In den frühen Nachmittagsstunden endete der Pfad am Fuß einer Bergkette. Der Waldboden stieg leicht an und führte auf einen verfilzten Hang voller bemooster Findlinge. Der Weg ging fast geradeaus in die Höhe. Don Alfonso legte bei der Kletterei ein überraschendes Tempo vor, sodass Tom und die anderen sich anstrengen mussten, um ihm zu folgen. Die Kondition des Greises überraschte sie. Je höher sie kamen, desto frischer wurde die Luft. Die stattli-chen Urwaldbäume machten ihren zwergwüchsigen, verkrüppelten Gebirgsvettern Platz, deren Äste mit Moos bewachsen waren. Am Spätnachmittag erreichten sie einen flachen Kamm, der an hohen blattförmigen Felsen endete.
Zum ersten Mal hatten sie Zeit, einen Blick auf den Dschungel zurückzuwerfen, den sie durchquert hatten.
Tom wischte sich den Schweiß von der Stirn. Der Berg-hang fiel in einer fantastischen Smaragdfarbe vor ihnen in die Tiefe. Achthundert Meter unter ihnen wogte ein grüner Ozean von Vegetation. Über ihnen zogen gewaltige Kumu-luswolken dahin.

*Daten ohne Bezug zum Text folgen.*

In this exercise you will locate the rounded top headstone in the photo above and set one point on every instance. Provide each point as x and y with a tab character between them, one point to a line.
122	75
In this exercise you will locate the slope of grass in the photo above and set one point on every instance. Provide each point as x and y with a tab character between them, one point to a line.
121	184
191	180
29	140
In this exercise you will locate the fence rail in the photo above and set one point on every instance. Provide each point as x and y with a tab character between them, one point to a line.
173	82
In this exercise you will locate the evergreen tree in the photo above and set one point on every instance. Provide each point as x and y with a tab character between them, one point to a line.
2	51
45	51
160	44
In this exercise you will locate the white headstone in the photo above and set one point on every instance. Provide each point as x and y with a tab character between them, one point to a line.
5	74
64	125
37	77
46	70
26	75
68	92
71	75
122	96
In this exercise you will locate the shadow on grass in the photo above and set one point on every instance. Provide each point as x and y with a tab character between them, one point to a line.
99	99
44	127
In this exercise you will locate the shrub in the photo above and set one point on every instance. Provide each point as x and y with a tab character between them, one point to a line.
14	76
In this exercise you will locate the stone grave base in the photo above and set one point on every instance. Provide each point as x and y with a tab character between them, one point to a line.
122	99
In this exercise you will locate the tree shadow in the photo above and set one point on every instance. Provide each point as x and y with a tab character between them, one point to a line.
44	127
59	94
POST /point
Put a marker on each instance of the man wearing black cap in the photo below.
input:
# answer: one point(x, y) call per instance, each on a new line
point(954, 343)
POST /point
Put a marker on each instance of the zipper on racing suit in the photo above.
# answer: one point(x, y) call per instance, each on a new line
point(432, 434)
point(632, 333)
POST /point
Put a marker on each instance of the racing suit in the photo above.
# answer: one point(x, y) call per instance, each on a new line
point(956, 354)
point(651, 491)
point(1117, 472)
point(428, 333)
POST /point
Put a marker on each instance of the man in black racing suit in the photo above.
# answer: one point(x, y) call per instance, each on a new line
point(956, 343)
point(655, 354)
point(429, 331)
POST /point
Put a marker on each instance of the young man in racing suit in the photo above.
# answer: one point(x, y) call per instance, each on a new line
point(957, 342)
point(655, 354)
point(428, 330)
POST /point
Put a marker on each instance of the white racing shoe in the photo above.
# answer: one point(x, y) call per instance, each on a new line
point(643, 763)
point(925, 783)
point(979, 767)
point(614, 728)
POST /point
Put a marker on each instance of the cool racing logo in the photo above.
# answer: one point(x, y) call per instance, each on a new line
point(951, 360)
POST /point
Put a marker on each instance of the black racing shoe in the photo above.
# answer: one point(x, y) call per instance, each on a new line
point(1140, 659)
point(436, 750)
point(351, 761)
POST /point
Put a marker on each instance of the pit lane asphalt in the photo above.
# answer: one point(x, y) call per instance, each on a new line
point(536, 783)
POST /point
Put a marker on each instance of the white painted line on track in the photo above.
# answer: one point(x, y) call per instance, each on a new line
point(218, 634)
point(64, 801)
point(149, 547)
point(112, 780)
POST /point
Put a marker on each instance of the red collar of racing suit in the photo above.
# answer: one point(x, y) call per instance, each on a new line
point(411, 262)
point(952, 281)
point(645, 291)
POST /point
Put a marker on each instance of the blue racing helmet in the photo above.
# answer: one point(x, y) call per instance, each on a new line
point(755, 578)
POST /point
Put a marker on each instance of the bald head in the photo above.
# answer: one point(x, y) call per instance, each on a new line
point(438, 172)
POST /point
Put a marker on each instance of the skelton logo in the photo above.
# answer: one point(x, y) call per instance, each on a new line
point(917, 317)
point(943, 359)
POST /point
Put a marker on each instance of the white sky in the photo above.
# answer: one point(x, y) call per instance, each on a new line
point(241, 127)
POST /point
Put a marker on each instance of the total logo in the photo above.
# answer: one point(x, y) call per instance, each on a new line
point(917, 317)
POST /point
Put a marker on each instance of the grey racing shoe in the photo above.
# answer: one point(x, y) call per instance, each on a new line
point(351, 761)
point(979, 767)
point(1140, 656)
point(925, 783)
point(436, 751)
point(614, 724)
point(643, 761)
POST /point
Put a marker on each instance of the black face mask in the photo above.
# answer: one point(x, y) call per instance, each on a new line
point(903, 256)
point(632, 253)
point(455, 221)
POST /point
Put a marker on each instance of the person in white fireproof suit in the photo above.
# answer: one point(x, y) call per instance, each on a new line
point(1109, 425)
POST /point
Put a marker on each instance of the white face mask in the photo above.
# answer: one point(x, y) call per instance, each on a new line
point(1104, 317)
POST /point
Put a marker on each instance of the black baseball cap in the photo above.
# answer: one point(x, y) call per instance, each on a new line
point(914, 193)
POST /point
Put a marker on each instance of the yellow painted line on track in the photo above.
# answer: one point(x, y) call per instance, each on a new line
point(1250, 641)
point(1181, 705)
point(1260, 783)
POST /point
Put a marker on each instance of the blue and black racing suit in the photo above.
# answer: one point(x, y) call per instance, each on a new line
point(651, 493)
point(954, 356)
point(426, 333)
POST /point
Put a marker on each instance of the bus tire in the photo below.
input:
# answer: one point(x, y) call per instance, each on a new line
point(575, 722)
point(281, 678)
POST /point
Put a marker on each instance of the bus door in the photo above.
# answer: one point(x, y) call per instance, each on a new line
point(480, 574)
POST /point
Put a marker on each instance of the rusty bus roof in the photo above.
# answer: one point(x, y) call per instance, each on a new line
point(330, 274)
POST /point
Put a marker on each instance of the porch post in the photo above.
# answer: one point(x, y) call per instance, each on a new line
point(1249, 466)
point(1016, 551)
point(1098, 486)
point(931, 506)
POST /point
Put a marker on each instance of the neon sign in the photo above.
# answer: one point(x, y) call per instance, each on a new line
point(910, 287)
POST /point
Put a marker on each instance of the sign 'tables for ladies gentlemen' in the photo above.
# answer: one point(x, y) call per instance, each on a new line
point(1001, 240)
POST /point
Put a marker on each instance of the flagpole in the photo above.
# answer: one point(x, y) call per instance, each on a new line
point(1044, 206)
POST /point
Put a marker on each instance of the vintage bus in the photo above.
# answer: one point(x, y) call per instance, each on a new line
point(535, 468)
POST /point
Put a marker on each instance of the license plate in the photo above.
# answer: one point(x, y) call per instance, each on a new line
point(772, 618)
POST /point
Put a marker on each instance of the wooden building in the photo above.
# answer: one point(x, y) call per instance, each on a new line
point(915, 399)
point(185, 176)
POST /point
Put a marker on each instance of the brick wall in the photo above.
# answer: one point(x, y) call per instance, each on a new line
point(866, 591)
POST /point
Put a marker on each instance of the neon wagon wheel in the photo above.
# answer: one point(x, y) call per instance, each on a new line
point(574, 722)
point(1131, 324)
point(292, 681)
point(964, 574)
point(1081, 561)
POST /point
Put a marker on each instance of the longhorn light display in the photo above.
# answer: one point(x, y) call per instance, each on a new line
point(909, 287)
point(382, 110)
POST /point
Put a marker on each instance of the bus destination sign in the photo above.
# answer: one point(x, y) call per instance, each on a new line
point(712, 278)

»Ich wusste nicht, dass wir so hoch oben sind«, sagte Sally.
»Danken wir der Jungfrau Maria, dass wir überhaupt so weit gekommen sind«, erwiderte Don Alfonso leise und legte seinen Rucksack aus Palmwedeln ab. »Dies ist ein guter Platz zum Rasten.« Er setzte sich auf einen Baumstamm, zündete seine Pfeife an und erteilte Anweisungen.
»Sally, Sie und Tom gehen auf die Jagd. Vernon, Sie machen zuerst ein Feuer, dann bauen Sie einen Unterstand.«
Er lehnte sich zurück und qualmte träge und mit halb geschlossenen Augen vor sich hin.
Sally hängte sich das Gewehr über die Schulter, dann setzten sie und Tom sich in Bewegung. Sie folgten einer Art Wildwechsel. »Ich hatte noch gar keine Gelegenheit, Ihnen zu danken, dass Sie auf die Soldaten geschossen haben«, sagte Tom. »Das hat uns wahrscheinlich das Leben gerettet.
Sie haben wirklich Mumm.«
»Sie sind wie Don Alfonso. Es scheint Sie zu überraschen, dass eine Frau mit einem Gewehr umgehen kann.«
»Ich habe Ihre Geistesgegenwart gemeint, nicht Ihre Schießkünste. Aber ... Na ja, ich geb's ja zu: Es hat mich überrascht.«
»Dann darf ich Sie informieren, dass wir mittlerweile im einundzwanzigsten Jahrhundert leben - in dem Frauen nun eben Überraschendes tun.«
Tom schüttelte den Kopf. »Sind in New Haven alle so widerborstig?«
Sallys grüne Augen musterten ihn kühl. »Sollen wir jetzt zur Jagd schreiten? Ihr Gequatsche verscheucht uns noch das Wild.«
Tom unterdrückte jeden weiteren Kommentar und schaute zu, wie ihr schlanker Körper sich durch den Dschungel bewegte. Nein, Sally glich Sarah überhaupt nicht. Sie war widerborstig und nahm kein Blatt vor den Mund. Sarah war aalglatt; sie sprach nie aus, was sie wirklich dachte. Sie sagte nie die Wahrheit und war auch zu Menschen höflich, die sie nicht ausstehen konnte. Für sie war es stets vergnüglicher gewesen, die Menschen zu täuschen.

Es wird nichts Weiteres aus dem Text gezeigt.